Medical ethics-- "Tampering with embryos is tampering with human souls" suggests article in London Daily Telegraph
If you're on this page, you likely know that my technothriller A REMEDY FOR DEATH deals with, among other issues, questions of medical ethics, including organ and tissue regeneration, cross-species "trading" of tissues and stem cells, and the ultimate question of, When does death in fact occur?
In this blog, I've included a lot of my earlier research used in working out A REMEDY FOR DEATH, and I'm still adding new articles and studies that I find with some or a lot of relevance to the book.
Hence you may be interested in the opinion piece in London's Daily Telegraph "Tampering with embryos is tampering with souls" by Jacob Rees-Mogg, a member of the British parliament. The piece picks up from a debate in the House of Parliament on the issue of "three parent embryos – or rather mitochondrial transfer".
Mr. Rees-Mogg points out three as-yet unsettled issues with the idea of blending "parenthood" from three people:
- Technical: do we yet know enough about how to do this?);
- Ethical (involving both medical ethics and morality: "There may be unknown consequences of tampering with the genes of an embryo, and for the unreligious there will be mental issues to be faced by those who have three parents. The gravity of the change is such that it should not be made without the most careful thought and properly tested research.)
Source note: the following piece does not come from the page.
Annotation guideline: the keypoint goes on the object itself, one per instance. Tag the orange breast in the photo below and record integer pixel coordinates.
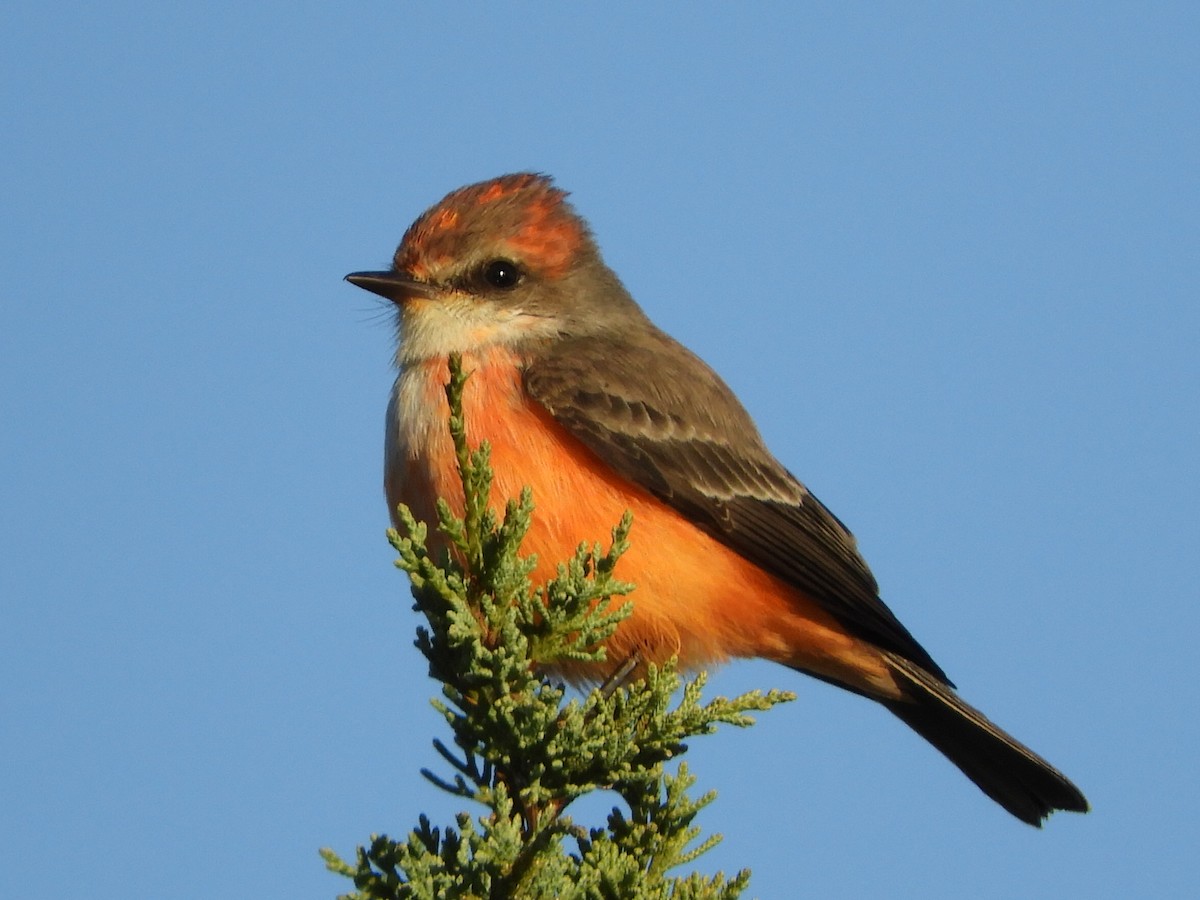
(694, 597)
- Legal: "This is a self-evidently dangerous road to start down as although the technique cannot at this stage affect eye colour, eventually there will be therapies that will. Once this line has been crossed the argument against going further is merely a matter of degree rather than absolute. Its current aim is small, that ten children each year that might have been born should be replaced by ten different babies. This is not a major problem yet the solution is a fundamental change in our understanding of our own humanity."
I'm not going to go further, except to add that in his bio, Mr. Rees-Mogg demonstrates exceptional wisdom and prudence by stating clearly " He is not on Twitter." Amen to that! I say.
By the way, if you object to the word "soul" in his article, you're welcome to adopt the terms "conscious essence" within the "Vehicle" -- terms that some of the characters use as alternatives to "soul" and "body" in A REMEDY FOR DEATH.